Teaching Children to Work
I don’t know why we think we are providing an easy, happy childhood when we don’t teach and expect our children to do jobs around the house. How will they launch on their own if we don’t teach them how to work and build self-discipline? The thirteen-year-old son in the show above, resisted initially. I love that they showed him hiding. That is what children do. We need to patiently teach them that there is more reward in doing the work. We are helping them learn how to take care of themselves, how to sacrifice for the family and by this sacrifice actually bond with us. If the work is set up to be not too hard, and we show our love and appreciation, our children will grow in self-sufficiency.
I knew how to sew and clean when we got married. My husband could clean better than I could, had many teenage jobs under his belt, and a spectacular amount of grit. I will always be grateful to his parents for that. If we had known money management, DIY home repair, and how to cook, it would have helped us even more! We would have been so much further ahead. When we have to learn things as adults, when we don’t have the mental models, sometimes it takes years to figure stuff out. Teaching our children gives them such a leg up!
Not Being a Mother Martyr
We women do too much–either we are perfectionists and get impatient with our children’s sloppiness, so we do it ourselves, or, we can’t make our children work because we are not good at follow through and they get out of it, every time. Finally, we think we are being good mothers by doing all of the work, to make their lives carefree. In the above show even her husband was getting away with not helping–Sheesh! When we do any of these three bad behaviors we aren’t helping our children (or husbands!) know that family life is a lot of cooperative work. How will they successfully navigate it, if they have never been shown? We are setting them up to be a terrible marriage partner.
Big Family Projects Together
Another thing the host, Gail Vaz-Oxlade, did was to require the family to paint their kitchen cupboards together, instead of paying someone to do it and adding that cost to their mortgage. The children learned they can DIY, the family bonds, and the whole family gets to enjoy the new kitchen together. Family time, learning a new skill, learning how to save money and this feeling that you know how to do things are priceless gifts to give our children.
Paying Off Your Mortgage
By putting their car on their mortgage, or their line of credit from their mortgage, if they took the whole mortgage time to pay, Gail Vaz-Oxlade said they would end up paying $9000.00 extra for their car.

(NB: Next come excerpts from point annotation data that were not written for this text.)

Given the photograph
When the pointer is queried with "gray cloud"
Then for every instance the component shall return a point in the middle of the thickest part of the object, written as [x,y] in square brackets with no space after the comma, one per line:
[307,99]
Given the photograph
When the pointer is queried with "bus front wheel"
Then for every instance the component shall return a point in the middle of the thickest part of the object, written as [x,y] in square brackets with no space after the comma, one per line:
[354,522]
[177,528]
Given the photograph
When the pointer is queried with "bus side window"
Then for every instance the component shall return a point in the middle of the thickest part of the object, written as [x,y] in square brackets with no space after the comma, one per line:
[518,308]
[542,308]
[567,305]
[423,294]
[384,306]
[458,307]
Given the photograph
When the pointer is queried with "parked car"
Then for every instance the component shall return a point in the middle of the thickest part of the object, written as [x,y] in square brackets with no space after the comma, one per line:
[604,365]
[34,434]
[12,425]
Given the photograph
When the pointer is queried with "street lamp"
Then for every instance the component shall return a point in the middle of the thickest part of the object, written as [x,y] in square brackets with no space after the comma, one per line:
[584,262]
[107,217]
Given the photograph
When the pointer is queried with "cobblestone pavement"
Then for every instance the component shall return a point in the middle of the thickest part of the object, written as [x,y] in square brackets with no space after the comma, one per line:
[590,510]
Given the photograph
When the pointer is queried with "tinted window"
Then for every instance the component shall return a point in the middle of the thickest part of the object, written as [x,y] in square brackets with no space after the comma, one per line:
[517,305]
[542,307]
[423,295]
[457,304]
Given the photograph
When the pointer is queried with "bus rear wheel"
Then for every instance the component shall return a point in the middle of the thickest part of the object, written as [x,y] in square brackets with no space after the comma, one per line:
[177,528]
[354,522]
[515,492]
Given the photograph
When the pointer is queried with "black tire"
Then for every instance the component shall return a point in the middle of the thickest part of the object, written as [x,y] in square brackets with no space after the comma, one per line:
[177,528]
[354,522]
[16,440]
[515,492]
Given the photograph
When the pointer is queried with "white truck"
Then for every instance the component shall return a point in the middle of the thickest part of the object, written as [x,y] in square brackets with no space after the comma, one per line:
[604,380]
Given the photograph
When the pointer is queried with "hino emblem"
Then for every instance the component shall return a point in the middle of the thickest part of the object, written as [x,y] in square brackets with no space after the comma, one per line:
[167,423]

Wrong direction. These parents, in their 50’s, were actually working against themselves by never learning money management. They were paying way too much interest because they didn’t understand it. We are giving our children years of successful navigation in a complicated world when we teach them to earn, budget, save, avoid debt, and to pay off their house.
When we finally got the mental model of actually being able to pay off our mortgage, that it was possible, it became a race to pay it off. Once we realized how much interest we were paying we didn’t want to pay any more than we had to. Here is a great example of someone who didn’t earn very much initially, but when she finally realized she could do it, she said, “I paid off more in that 33 months, focused, than in the previously twelve years combined.”
Finally, I love how the family gathered at the end of the show, to show Gail what they had learned. Their teenage daughter had even gotten a job. This family had a different look in their eyes, a determination not to go back to their old bad habits. This is when parenting is worth it to me–I am willing to teach you, and help you, but I won’t do all the work!